Berlin. „Wo bin ich hier? Vom Licht geblendet - ist da jemand, der mich versteht? Oder bin ich allein?“, ertönen die ersten Zeilen. Nach gut eineinhalb Stunden Unterhaltung durch mehrere Support-Acts beehrt Cro das Publikum in der Veranstaltungshalle "Huxley’s Neue Welt" in Neukölln mit seiner Anwesenheit. Natürlich trägt er die Pandamaske, die im XXL-Format, umrahmt von vielen kleinen Mini-Versionen, auch als Bühnen-Deko dient. Und eine Jacke, die sehr gelb leuchtet und mit ihren Streifen eher an eine Warnjacke erinnert. Dazu gibt’s gelben Hoodie und Jogginghose. „Ey Leute, meine Hose rutscht“, erklärt Cro wenig später, um das ständige Herumzuppeln daran zu erklären.

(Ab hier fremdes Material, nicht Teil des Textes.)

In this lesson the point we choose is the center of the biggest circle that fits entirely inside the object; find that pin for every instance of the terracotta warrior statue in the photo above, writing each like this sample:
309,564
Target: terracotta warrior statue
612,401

Der Punkt, an dem alles zu viel wurde
„Tru“, abgleitet vom englischen „true“ (deutsch: wahr), soll es jetzt sein. So heißt das neue Album, so heißt die Tour. Ursprünglich sollte es „fake you“ (deutsch: täusch dich) heißen. Denn dem gebürtigen Stuttgarter war nach seinem vorigen Album alles zu viel geworden. „Und irgendwann kommt der Punkt, an dem man den Pausenknopf drücken und die Außenwelt auf stumm stellen muss“, heißt es in einer Presseerklärung. Mit seinem neuen Album habe er zurück zu sich selbst gefunden, und wolle auch live wieder genau da hin, wo damals alles anfing: zurück in die Clubs. Denn Clubs sind "real" (deutsch: echt). Wem das jetzt schon zu viele Anglizismen waren, der sollte lieber nicht weiterlesen, denn wenn der 28-Jährige eines praktiziert, dann die deutsche und englische Sprache fließend ineinander übergehen zu lassen wie in „fkngrt“ (Abkürzung von „fucking great“, deutsch: verdammt großartig): „Uh, yeah, uh, und ich denk jeden Tag, mein Life is so damn good“.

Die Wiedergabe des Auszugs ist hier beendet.